Web lists-archives.com

Re: [PATCH] sha1_file: use strbuf_add() instead of strbuf_addf()

On Fri, Dec 01, 2017 at 02:50:05PM -0500, Derrick Stolee wrote:

> > > +	baselen = path->len;
> > We set this here so that the '/' is included as part of the base. Makes
> > sense, but can we now drop the earlier setting of baselen before the
> > opendir() call?
> Yeah, probably. I had briefly considered just adding the '/' before the
> first assignment of "baselen", but didn't want to change the error output. I
> also don't know if there are side effects for other platforms by calling
> opendir() with a '/'-terminated path.

I noticed that, too. Since it's so easy to keep doing the opendir
without the slash, I'd prefer to avoid finding out if there are such
platforms. :)

> Good catch! A big reason to pull it inside and use strbuf_add over
> strbuf_addstr is to avoid a duplicate strlen() calculation. However, I can
> store the length before the conditional.

I'd give 50/50 odds no whether a compiler could optimize out that
strlen. We inline addstr exactly so that callsites can see that strlen
(it's primarily for string literals, where it can become a compile-time
constant, but I think it could apply here). But sometimes C's pointer
aliasing rules can be surprising in blocking "obviously correct"
optimizations like that.

The generated asm is a little dense, but I _think_ "gcc -O2" does in
fact do this with a single strlen based on the following tweak on top of
your patch:

diff --git a/sha1_file.c b/sha1_file.c
index 2160323c4a..f234519744 100644
--- a/sha1_file.c
+++ b/sha1_file.c
@@ -1921,11 +1921,12 @@ int for_each_file_in_obj_subdir(unsigned int subdir_nr,
 		if (is_dot_or_dotdot(de->d_name))
+		strbuf_setlen(path, baselen);
+		strbuf_addstr(path, de->d_name);
 		if (strlen(de->d_name) == GIT_SHA1_HEXSZ - 2 &&
 		    !hex_to_bytes(oid.hash + 1, de->d_name,
 				  GIT_SHA1_RAWSZ - 1)) {
-			strbuf_setlen(path, baselen);
-			strbuf_add(path, de->d_name, GIT_SHA1_HEXSZ - 2);
 			if (obj_cb) {
 				r = obj_cb(&oid, path->buf, data);
 				if (r)

Not that I overly mind the manual assignment of the strlen result in
this particular case.
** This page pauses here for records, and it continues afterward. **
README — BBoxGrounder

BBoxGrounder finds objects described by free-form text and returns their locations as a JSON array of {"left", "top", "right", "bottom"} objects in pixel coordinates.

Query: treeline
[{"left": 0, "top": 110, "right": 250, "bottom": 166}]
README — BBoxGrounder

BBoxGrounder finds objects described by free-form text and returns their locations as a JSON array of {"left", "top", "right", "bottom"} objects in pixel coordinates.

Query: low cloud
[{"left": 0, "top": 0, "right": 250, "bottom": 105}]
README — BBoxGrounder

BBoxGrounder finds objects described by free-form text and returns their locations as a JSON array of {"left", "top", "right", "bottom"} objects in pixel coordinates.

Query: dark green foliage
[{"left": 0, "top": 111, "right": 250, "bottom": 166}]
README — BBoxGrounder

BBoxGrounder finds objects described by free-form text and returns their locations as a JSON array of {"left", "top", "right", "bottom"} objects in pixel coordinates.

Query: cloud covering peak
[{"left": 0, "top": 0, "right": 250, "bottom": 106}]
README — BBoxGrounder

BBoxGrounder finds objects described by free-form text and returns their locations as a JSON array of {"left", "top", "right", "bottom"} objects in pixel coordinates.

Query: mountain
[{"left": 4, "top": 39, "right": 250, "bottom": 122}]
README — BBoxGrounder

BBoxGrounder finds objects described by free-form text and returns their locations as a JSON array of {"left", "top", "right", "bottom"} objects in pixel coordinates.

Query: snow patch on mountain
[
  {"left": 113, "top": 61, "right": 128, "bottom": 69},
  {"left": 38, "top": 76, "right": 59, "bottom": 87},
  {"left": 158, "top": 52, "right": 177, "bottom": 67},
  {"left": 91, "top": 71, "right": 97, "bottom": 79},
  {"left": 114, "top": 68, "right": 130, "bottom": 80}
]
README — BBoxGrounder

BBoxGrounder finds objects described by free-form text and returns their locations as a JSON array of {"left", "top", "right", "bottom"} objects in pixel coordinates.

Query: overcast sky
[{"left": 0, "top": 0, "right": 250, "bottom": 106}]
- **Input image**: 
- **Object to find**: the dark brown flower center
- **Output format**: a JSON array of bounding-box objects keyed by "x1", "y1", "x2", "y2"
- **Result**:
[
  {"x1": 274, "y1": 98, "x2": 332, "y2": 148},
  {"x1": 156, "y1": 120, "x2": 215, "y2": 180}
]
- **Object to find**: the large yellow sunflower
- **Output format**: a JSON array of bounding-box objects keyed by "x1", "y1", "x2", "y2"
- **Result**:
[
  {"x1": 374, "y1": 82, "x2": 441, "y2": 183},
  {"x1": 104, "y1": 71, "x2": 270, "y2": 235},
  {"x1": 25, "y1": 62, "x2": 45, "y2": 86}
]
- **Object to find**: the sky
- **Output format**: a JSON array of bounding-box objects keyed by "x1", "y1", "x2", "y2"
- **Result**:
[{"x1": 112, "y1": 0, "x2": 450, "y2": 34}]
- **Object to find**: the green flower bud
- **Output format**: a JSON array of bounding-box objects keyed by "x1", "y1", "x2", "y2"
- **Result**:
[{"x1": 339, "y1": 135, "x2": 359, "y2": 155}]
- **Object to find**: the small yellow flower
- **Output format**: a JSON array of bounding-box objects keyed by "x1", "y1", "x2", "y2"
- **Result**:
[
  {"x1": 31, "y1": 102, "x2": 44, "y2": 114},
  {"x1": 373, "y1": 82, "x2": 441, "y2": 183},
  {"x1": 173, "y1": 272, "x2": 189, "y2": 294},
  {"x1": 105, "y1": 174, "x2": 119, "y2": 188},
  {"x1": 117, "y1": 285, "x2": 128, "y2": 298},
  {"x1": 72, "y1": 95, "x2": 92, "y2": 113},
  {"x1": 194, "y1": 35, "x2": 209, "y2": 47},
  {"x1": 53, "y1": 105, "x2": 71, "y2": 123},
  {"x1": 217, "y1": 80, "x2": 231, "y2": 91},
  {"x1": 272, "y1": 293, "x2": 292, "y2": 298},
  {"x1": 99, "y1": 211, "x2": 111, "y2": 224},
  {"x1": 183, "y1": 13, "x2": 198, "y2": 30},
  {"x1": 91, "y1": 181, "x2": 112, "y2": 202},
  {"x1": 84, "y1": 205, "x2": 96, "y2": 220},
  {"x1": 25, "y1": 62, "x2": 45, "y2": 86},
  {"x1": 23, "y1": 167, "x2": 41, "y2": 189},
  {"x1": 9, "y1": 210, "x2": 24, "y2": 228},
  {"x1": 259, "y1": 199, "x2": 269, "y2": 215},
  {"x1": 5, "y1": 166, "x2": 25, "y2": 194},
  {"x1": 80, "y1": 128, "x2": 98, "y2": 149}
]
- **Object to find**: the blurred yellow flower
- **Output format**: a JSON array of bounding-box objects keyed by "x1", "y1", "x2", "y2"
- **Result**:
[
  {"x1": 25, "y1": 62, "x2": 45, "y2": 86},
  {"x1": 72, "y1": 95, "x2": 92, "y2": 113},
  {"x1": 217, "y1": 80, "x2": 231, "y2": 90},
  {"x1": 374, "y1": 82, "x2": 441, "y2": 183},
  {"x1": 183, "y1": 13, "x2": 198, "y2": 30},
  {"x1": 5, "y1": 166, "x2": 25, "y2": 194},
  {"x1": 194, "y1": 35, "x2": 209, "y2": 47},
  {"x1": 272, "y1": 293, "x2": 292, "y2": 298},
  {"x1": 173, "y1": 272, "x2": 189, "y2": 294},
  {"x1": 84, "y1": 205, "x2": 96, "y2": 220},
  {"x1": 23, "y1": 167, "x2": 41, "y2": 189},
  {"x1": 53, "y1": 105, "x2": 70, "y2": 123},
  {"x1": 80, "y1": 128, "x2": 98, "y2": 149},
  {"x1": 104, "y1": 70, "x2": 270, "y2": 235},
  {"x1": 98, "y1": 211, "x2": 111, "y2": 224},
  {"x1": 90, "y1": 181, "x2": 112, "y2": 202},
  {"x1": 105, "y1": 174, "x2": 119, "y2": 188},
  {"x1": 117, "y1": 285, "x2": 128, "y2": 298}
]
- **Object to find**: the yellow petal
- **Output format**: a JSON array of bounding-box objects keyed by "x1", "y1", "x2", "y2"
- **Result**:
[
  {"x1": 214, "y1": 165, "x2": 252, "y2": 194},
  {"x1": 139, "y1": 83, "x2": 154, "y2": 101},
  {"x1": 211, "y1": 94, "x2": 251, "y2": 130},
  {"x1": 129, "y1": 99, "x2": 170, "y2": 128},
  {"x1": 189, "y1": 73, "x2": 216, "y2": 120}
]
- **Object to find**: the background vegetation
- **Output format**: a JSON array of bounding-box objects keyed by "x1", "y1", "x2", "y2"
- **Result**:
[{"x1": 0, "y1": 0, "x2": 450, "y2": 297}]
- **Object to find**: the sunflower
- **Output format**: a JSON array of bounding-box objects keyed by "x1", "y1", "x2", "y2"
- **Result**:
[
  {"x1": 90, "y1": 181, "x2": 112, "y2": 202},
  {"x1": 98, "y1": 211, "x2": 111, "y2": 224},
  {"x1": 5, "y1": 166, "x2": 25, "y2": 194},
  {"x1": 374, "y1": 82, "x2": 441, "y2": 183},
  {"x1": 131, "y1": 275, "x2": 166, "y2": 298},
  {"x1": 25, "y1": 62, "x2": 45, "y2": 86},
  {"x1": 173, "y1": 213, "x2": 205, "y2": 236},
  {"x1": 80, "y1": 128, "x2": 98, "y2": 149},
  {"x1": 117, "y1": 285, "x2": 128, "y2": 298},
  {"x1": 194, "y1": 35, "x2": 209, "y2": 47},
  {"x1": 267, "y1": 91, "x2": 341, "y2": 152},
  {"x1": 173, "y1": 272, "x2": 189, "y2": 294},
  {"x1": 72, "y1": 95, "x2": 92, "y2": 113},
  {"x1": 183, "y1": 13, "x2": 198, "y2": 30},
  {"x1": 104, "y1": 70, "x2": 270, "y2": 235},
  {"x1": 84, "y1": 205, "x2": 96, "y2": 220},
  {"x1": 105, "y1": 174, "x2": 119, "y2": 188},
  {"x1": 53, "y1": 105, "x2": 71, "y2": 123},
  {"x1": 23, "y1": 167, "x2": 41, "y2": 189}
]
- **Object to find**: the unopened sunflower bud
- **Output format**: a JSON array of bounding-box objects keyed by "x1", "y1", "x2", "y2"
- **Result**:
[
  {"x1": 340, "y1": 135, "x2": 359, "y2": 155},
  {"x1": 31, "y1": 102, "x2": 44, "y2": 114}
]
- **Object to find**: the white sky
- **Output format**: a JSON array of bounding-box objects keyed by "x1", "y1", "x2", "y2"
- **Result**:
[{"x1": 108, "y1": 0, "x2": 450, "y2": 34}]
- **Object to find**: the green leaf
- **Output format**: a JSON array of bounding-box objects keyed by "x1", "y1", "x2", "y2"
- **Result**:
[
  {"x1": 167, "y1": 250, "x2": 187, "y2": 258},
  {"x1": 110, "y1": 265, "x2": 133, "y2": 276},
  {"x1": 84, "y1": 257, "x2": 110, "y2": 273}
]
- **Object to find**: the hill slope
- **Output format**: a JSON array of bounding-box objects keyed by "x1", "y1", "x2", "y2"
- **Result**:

But I'm a curious fellow by nature, and knowing
these kinds of answers helps us build up an accurate gut instinct for
future cases.

> Small change by storing the length in advance of the conditional:
> while (de = readdir(...)) {
>     int namelen = strlen(de->d_name);
>     strbuf_setlen(path, baselen);
>     strbuf_add(path, de->d_name, namelen);
>     if (namelen == HEXSZ - 2)
>         obj_cb(path->buf)
>     else
>         cruft_cb(path->buf);
> }

Yup, I don't mind that approach either, but do please use size_t to
store the result of strlen (I know it's nearly impossible to overflow in
this case, but I've been trying to push the codebase in that direction
slowly over time).

> >    - there's an extra micro-optimization there, which is that if there's
> >      no obj_cb, we have no need to assemble the full path at all. I doubt
> >      it makes much of a difference, as most callers would pass an object
> >      callback (I'd be surprised if we even have one that doesn't).
> After doing a few 'git grep' commands, I found several that include a NULL
> cruft_cb but none that have a NULL obj_cb.

Yeah, that agrees with my cursory look.